My print competitor and TV colleague Bill Dries of the Daily News, who was getting news flashes on his computer, leaned over to tell me about it during a typically agitated moment on the county commission, while the 4th District’s Terry Roland was going head-to-head with the 5th District’s Steve Mulroy concerning an aspect of the school merger crisis. Or something suchlike.

The effect — to scramble time and space — was a little bit like getting the news of Pearl Harbor or JFK or 9/11 while watching a WWE throwdown on pay-per-view.

I had never known Governor McWherter well, though I had interviewed him a few times — once, during the Democratic convention of 1988 in Atlanta, while he held the door of a busy elevator open for several minutes, stopping time in its tracks while he discoursed eloquently and fully on the world of contemporary politics in answer to a question of mine.

In addition to everything else, Ned McWherter was a courteous man, generous with his time. I was flattered — nay, honored — to have been invited to conduct what might well have become the final interview of his life, one that would have been the basis for a look-back — no doubt, a highly appreciative one — in the Flyer’s sister publication, Memphis Magazine. And, of course, I lament that his time ran out before that could happen.

I lament that his time ran out, period. As the avalanche of accolades and eulogies from all corners on Monday indicated, so did most other people — Democratic, Republican, what-have-you.

Reactions to McWherter’s death — from the high and mighty and regular folks alike — made it evident that both the former Tennessee governor and the political era he presided over held a special claim to the affections of his state.

McWherter and Clinton as fellow governors
  • McWherter and Clinton as fellow governors
And to his nation as well. Former President Bill Clinton, whose tenure as governor of Arkansas overlapped with that of McWherter in his neighbor state, made it clear on Monday that his Tennessee counterpart’s positive influence transcended state borders: “…His legendary ability to cut to the heart of a problem in a few blunt words was invaluable to me in the White House.
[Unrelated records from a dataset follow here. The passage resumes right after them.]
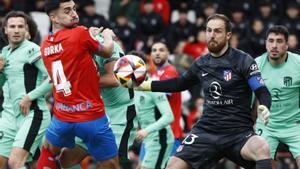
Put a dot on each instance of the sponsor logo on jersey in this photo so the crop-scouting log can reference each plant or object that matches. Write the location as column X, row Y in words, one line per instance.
column 287, row 81
column 215, row 90
column 254, row 67
column 54, row 49
column 227, row 74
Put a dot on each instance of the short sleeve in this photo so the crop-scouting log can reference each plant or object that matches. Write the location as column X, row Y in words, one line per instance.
column 249, row 67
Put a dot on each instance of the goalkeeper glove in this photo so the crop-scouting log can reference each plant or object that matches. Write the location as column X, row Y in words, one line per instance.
column 145, row 86
column 263, row 113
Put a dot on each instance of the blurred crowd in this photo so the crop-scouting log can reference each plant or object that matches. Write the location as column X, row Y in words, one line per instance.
column 179, row 24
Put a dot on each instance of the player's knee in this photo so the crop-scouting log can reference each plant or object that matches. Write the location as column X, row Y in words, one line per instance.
column 176, row 162
column 262, row 148
column 66, row 161
column 111, row 163
column 15, row 163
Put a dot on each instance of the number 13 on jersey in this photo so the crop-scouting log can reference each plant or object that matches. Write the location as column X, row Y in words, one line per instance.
column 59, row 79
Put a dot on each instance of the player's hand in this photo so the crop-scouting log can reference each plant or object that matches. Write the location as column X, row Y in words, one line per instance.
column 94, row 31
column 263, row 113
column 109, row 32
column 2, row 63
column 141, row 134
column 145, row 86
column 24, row 105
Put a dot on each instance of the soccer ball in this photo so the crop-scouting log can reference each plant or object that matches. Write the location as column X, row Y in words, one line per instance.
column 130, row 71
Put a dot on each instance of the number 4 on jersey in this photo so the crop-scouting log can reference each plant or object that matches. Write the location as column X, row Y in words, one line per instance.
column 59, row 79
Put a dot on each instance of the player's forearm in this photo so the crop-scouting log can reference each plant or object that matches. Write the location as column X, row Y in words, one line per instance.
column 106, row 48
column 108, row 81
column 166, row 119
column 264, row 97
column 41, row 90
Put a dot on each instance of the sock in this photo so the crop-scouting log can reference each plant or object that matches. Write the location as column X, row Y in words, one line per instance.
column 264, row 164
column 46, row 159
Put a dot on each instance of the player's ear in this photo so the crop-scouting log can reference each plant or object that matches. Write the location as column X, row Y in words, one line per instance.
column 228, row 35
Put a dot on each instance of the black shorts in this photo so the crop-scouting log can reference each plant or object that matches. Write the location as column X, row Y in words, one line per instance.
column 202, row 149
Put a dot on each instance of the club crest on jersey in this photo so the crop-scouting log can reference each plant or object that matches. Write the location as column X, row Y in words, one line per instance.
column 54, row 49
column 288, row 81
column 227, row 75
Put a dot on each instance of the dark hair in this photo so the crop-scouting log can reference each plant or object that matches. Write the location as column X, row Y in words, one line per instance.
column 51, row 5
column 32, row 27
column 279, row 29
column 140, row 54
column 223, row 18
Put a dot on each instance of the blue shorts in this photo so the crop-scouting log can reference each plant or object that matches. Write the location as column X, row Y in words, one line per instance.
column 96, row 135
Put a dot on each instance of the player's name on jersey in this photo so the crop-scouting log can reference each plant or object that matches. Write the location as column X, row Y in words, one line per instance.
column 83, row 106
column 220, row 102
column 54, row 49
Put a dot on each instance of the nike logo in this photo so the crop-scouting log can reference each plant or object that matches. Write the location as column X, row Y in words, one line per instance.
column 250, row 134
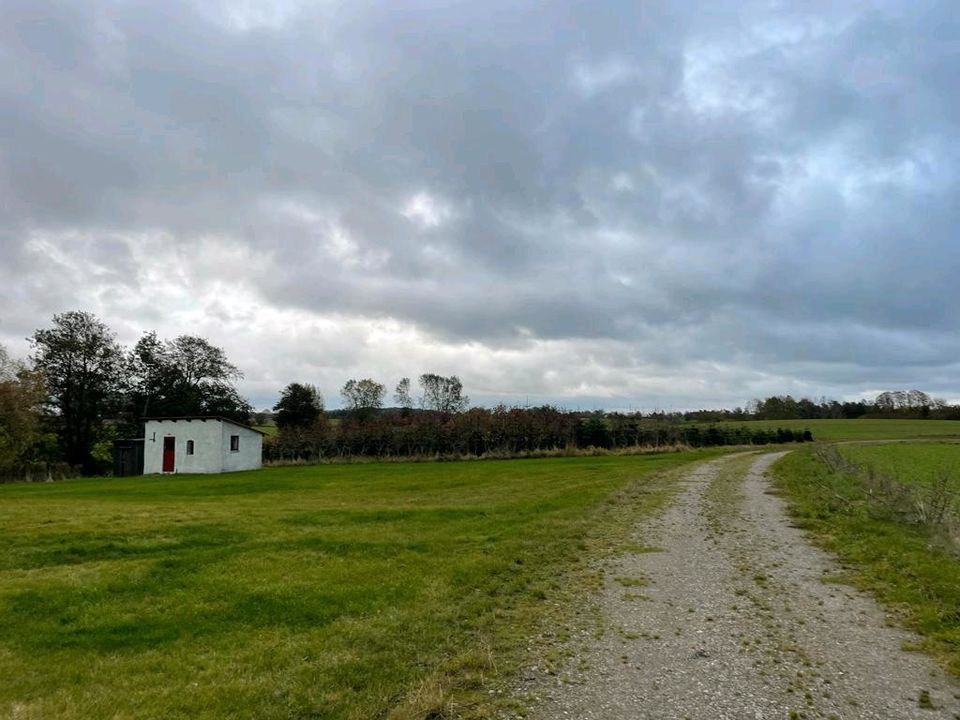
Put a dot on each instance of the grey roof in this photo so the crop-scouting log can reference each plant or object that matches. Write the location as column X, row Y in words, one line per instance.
column 204, row 417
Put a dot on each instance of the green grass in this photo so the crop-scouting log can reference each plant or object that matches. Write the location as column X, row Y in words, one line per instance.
column 911, row 463
column 353, row 591
column 903, row 564
column 863, row 429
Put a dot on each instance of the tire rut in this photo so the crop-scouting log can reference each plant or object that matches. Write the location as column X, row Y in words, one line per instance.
column 729, row 616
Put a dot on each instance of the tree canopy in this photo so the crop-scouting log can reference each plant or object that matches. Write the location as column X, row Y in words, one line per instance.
column 299, row 406
column 82, row 367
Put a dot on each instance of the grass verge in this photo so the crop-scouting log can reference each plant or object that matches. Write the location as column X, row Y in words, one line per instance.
column 903, row 564
column 360, row 591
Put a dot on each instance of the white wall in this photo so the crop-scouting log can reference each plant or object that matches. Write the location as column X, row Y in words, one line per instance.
column 249, row 456
column 211, row 446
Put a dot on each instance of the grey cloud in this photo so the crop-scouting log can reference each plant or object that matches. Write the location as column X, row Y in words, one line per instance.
column 697, row 180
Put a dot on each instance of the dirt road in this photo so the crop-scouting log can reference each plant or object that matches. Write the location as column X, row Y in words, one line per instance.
column 731, row 614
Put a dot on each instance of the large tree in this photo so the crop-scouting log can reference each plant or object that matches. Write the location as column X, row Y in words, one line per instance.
column 363, row 397
column 443, row 394
column 21, row 393
column 82, row 367
column 184, row 376
column 299, row 406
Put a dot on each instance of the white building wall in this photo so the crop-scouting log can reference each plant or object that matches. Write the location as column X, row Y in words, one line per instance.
column 248, row 456
column 211, row 446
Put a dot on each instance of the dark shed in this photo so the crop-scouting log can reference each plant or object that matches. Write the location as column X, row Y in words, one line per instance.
column 128, row 457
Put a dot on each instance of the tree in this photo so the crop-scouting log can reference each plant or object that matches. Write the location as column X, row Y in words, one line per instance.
column 184, row 376
column 443, row 394
column 83, row 369
column 299, row 406
column 21, row 393
column 363, row 397
column 402, row 396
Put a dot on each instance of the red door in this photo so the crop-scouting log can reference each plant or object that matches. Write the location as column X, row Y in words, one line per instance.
column 169, row 453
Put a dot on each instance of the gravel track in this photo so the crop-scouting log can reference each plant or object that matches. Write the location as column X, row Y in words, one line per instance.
column 732, row 615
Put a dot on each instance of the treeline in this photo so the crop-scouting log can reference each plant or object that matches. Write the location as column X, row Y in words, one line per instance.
column 906, row 404
column 80, row 390
column 481, row 432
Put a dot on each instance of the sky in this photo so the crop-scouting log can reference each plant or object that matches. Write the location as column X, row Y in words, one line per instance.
column 624, row 205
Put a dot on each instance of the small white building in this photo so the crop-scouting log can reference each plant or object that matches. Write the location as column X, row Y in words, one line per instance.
column 199, row 445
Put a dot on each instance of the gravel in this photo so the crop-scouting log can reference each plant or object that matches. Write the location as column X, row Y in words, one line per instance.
column 733, row 616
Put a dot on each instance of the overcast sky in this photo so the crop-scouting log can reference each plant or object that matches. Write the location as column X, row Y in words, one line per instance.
column 614, row 204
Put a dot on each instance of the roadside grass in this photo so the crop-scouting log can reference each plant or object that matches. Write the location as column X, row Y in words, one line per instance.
column 921, row 464
column 389, row 590
column 861, row 428
column 904, row 565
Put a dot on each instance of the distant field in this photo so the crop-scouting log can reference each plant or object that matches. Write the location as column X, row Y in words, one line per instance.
column 915, row 464
column 910, row 565
column 357, row 591
column 860, row 429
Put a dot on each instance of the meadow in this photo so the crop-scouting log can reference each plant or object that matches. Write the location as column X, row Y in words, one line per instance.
column 865, row 429
column 921, row 464
column 909, row 563
column 351, row 591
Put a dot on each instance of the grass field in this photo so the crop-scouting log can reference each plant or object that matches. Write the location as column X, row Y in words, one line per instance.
column 907, row 565
column 356, row 591
column 911, row 463
column 864, row 429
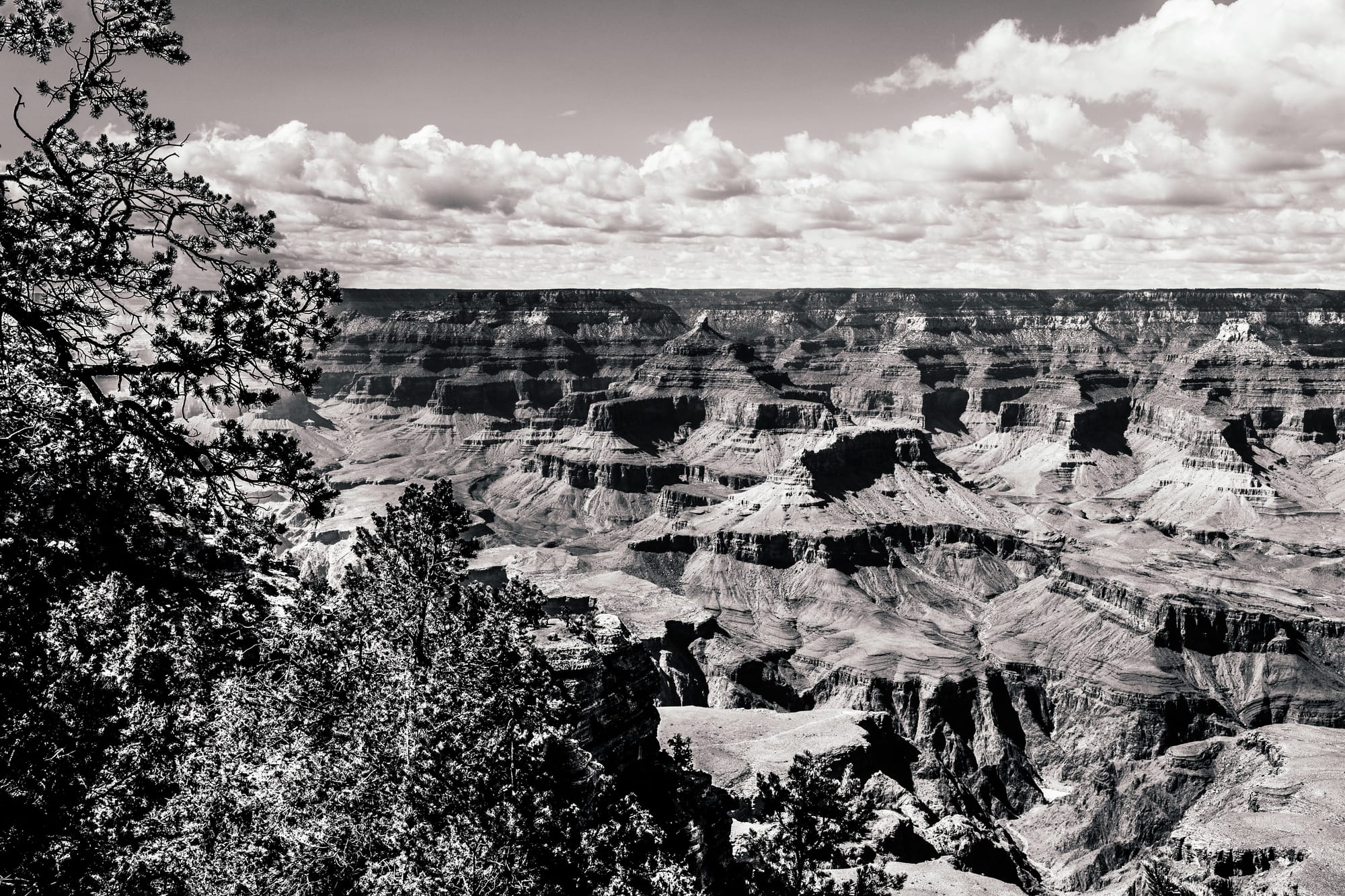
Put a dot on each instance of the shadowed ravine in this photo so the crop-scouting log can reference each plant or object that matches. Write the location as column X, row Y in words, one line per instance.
column 1058, row 572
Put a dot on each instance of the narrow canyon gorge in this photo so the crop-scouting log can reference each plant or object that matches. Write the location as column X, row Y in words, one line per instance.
column 1059, row 573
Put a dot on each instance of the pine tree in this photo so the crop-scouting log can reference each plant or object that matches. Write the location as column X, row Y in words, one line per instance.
column 814, row 819
column 135, row 573
column 406, row 741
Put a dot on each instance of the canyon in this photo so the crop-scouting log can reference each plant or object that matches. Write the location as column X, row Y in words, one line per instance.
column 1059, row 573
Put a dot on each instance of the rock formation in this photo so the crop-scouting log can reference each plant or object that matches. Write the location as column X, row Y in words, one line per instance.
column 1040, row 565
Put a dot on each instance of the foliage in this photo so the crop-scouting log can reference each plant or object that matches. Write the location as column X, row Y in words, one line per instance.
column 93, row 233
column 134, row 568
column 813, row 822
column 408, row 739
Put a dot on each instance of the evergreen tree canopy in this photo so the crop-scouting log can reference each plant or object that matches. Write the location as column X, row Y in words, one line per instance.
column 134, row 567
column 813, row 822
column 404, row 740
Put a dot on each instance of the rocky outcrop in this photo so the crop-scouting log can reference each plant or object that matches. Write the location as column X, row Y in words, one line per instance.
column 1048, row 540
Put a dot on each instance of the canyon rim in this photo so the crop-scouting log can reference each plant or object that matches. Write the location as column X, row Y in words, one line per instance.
column 606, row 448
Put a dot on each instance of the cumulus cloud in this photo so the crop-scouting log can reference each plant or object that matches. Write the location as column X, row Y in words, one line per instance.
column 1196, row 147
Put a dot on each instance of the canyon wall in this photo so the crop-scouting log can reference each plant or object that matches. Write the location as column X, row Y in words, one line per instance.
column 1047, row 537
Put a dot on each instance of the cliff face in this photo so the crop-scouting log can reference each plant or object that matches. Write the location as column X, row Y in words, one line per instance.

Those of us who served as governors with Ned knew that under his leadership, there was no state better run than Tennessee, because of his commitment to both continuous change and sensible management, and his uncanny blend of old-fashioned common sense and progressive values….”

And the memory of McWherter’s common-sense, forward-looking approaches to the problems of Tennessee was attested to by the uniform out-pouring of praise and remembrance across a Tennessee political spectrum that is otherwise highly fractionated these days.

Alexander, Corker, Cohen, Haslam, Ramsey, Naifeh, Herron, DeBerry, et al, et al. Former U.S. Senator and Vice President Al Gore, whose service spanned state and nation, said it simply: “Regarded by many as the greatest governor in our state's modern history, he fused the demands of tough executive management with the authentic touch of the common man.”

“The greatest.” Gore was not alone in making that claim for a man who had worked his way up to the governorship from long years of service as Speaker of the House, whose attention to detail regularly earned Tennessee the title of the nation’s best-managed state, whose far-sighted policies — in matters of healthcare and education, especially — became models for the rest of America, and whose bipartisan spirit was best reflected in the strong votes this authentic Democrat always got in arch-Republican East Tennessee.

Like Elvis Presley, this political icon was a sharecropper’s son. Like Elvis, and like another up-from-nothing titan who fell this sad and tragic week, University of Memphis basketball immortal Larry Finch, he will be well and long remembered.